Jump back, pre-Shanghai invasion. We see another set of scenes before the shootout, which reveal that one Chinese character, unknown to viewers till now, was secretly helping the Japanese. This forces the audience to rethink a whole set of characters and what they were doing earlier in the film. Jump ahead to Chongqing, with the war just ended, and members of the Lu family find that a person shot, presumed dead, in the original gunfight is still alive.  Jump back to original time period because this new information has revealed a new traitor, a new rethink.

As you can imagine, such a plot can be a bit bewildering, but it is also heady in its complications, edging the film toward a novelistic depth.

            So far, I’ve probably given the impression that this film is something of a postmodern puzzle box, but I don’t mean to suggest this is the kind of tiresome intellectual exercise one finds, for example, in The Draughtsman’s Contract.  Rather this is a moving work, but with the emotional expression distributed over many characters, again as in a novel, as opposed to, as more commonly happens, the emoting being confined to one or two protagonists. Here many characters, in a peculiar way sometimes, are given room to breathe.   

            It’s in relation to this expressiveness that one of the film’s less showy innovations surfaces. The film features a few very long takes, but only of one type: reaction shots. For instance, a super-rich man wants a married woman (Gillian Chung) to become his mistress, and offers to give her ne’er-do-well husband a very lucrative, prestigious job as a partial payoff. She is self-righteously telling her husband about this offer when she learns he has already accepted the post and all it entails. Cut to her wordless, underplayed reaction in a shot held maybe triple the time of a normal close-up, allowing the viewer to carefully register the play of her expressive face.

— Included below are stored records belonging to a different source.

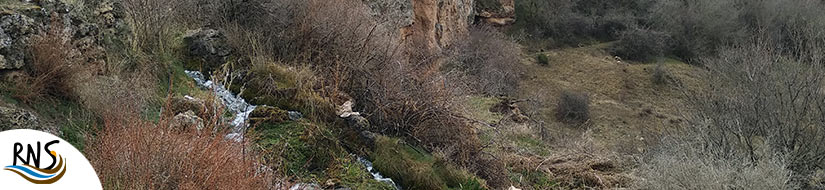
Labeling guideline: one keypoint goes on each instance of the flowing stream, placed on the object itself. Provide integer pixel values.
(240, 110)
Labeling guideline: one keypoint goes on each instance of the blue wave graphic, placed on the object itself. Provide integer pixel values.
(29, 171)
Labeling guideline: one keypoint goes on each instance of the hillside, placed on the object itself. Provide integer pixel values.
(424, 94)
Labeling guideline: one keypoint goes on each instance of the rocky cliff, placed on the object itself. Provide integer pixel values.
(435, 24)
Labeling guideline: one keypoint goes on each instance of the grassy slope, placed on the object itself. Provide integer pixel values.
(628, 111)
(627, 108)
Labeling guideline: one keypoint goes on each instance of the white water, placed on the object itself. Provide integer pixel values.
(375, 175)
(235, 104)
(241, 110)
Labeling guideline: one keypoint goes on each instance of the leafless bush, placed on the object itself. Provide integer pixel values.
(756, 97)
(490, 59)
(573, 107)
(661, 75)
(53, 68)
(640, 45)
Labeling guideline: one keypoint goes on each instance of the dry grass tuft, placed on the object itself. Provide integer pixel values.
(51, 73)
(131, 153)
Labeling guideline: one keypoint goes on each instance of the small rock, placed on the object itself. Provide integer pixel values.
(345, 110)
(295, 116)
(187, 103)
(358, 122)
(186, 120)
(268, 114)
(209, 46)
(16, 118)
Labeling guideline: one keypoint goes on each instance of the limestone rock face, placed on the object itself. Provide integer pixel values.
(15, 32)
(209, 46)
(268, 114)
(438, 23)
(16, 118)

            Obviously, to sustain viewer interest during such long close-ups, one needs players of the extraordinary caliber, certainly ones such as leads are Ge and Zhang. Ge who often plays serious roles, till now seemed (to me) most outstanding in more comic turns, such as that in If You Are the One, in which he plays the hapless, near lost wife hunter. Here, he is Lu, an austere, higher-up middle man, marshaling family and business energies to contest Japanese encroachments and the breakdown in marital relations among his fellow Chinese notables. It’s a rigorous, delicately played part. Zhang who proved her acting skills, if they could have been doubted at all, in Wong Kar-wai’s 2046, is the mistress of the city’s top boss, with aspirations to be an actress – the boss has the one copy of her only film destroyed when she runs afoul of him – who goes through a rebirth by violence, violence directed against her, moving from shallow party girl to determined survivor.

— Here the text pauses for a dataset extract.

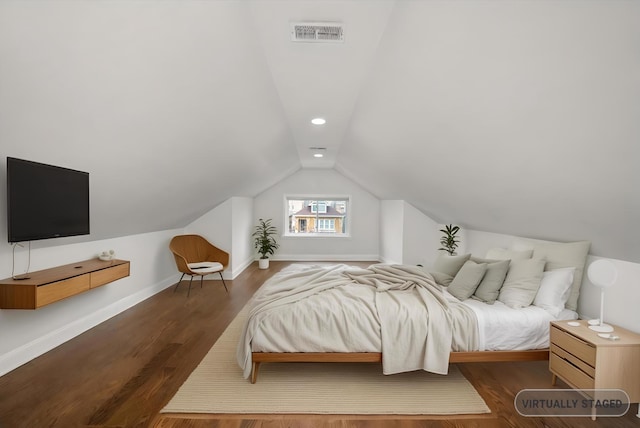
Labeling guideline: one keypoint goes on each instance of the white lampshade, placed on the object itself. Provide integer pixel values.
(602, 273)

            To say more about the film’s stylistic originality, let me mention a second non-obtrusive innovation. You know how Western films sometimes create shock or comic effects by cutting almost violently from one setup to another, like from a murder to a Christmas party? Here there is the opposite method. When a particularly strong scene closes, say when a guy is beaten to death with a shovel (the violence is not shown directly), the screen suddenly goes totally black and that blackness is held 10, 20 seconds as if to give the audience room to digest what has happened before moving on. In a particularly striking empoyment of this device, used after it has been established, it is inserted in one continuous scene, punctuating the most poignant moments.

There’s more innovation, such as shooting dramatic scenes totally from above so all this is visible is the tops of characters’ heads, but let me end here. I’ve already made clear, I think, that this is an adventurous entry into filmmaking. I’ve also suggested that it is not for those who spirits have been broken by HW films. As the original Chinese title hints-- I’m not sure what Wasted Times means exactly – which would be literally translated as Romantic Story of Murder,  this is a film not only of action and love but of how to redefine storytelling.